Aneurysmal blood vessels are prone to rupture under normal blood pressure and flow due to the special mechanical properties that make them weaker. To better understand this phenomenon, we can first look at healthy arterial vessels which exhibit . Unlike crystalline materials whose linear elastic region follows Hooke's law under uniaxial loading, many biomaterials exhibit a J-shaped stress-strain curve which is non-linear and concave up. The blood vessel can be under large strain, or the amount of stretch the blood vessel can undergo, for a range of low applied stress before fracture, as shown by the lower part of the curve. The area under the curve up to a given strain is much lower than that for the equivalent Hookean curve, which is correlated to toughness. Toughness is defined as the amount of energy per unit volume material can absorb before rupturing. Because the amount of energy released is proportional to the amount of crack propagation, the blood vessel wall can withstand pressure and is "tough". Thus, healthy blood vessels with the mechanical properties of the J-shaped stress-strain curve have greater stability against aneurysms than materials with linear elasticity.

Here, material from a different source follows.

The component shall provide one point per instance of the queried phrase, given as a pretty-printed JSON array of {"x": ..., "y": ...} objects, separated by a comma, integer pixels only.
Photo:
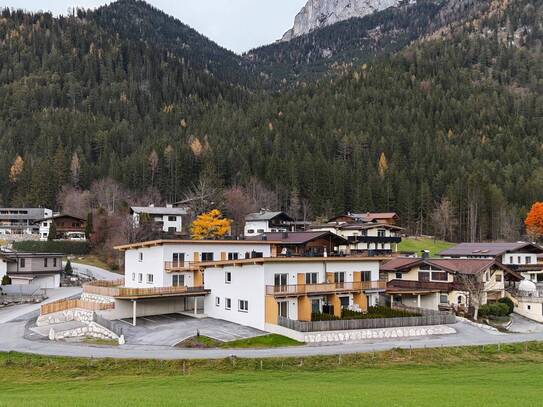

Blood vessels with aneurysms, on the other hand, are under the influence of an S-shaped stress-strain curve. As a visual aid, aneurysms can be understood as a long, cylindrical balloon. Because it's a tight balloon under pressure, it can pop at any time stress beyond a certain force threshold is applied. In the same vein, an unhealthy blood vessel has elastic instabilities that lead to rupture. Initially, for a given radius and pressure, stiffness of the material increases linearly. At a certain point, the stiffness of the arterial wall starts to decrease with increasing load. At higher strain values, the area under the curve increases, thus increasing the impact on the material that would promote crack propagation. The differences in the mechanical properties of the aneurysmal blood vessels and the healthy blood vessels stem from the compositional differences of the vessels. Compared to normal aortas, aneurysmal aortas have a much higher volume fraction of collagen and ground substance and a much lower volume fraction of elastin and smooth muscles, which contribute to higher initial stiffness. It was also found that the ultimate tensile strength, or the strength to withstand rupture, of aneurysmal vessel wall is 50% lower than that of normal aortas. The wall strength of ruptured aneurysmal aortic wall was also found to be 54.2 N/cm2, which is much lower than that of a repaired aorta wall, 82.3 N/cm2. Due to the change in composition of the arterial wall, aneurysms overall have much lower strength to resist rupture. Predicting the risk of rupture is difficult due to the regional anisotropy the hardened blood vessels exhibit, meaning that the stress and strength values vary depending on the region and the direction of the vessel they are measured along.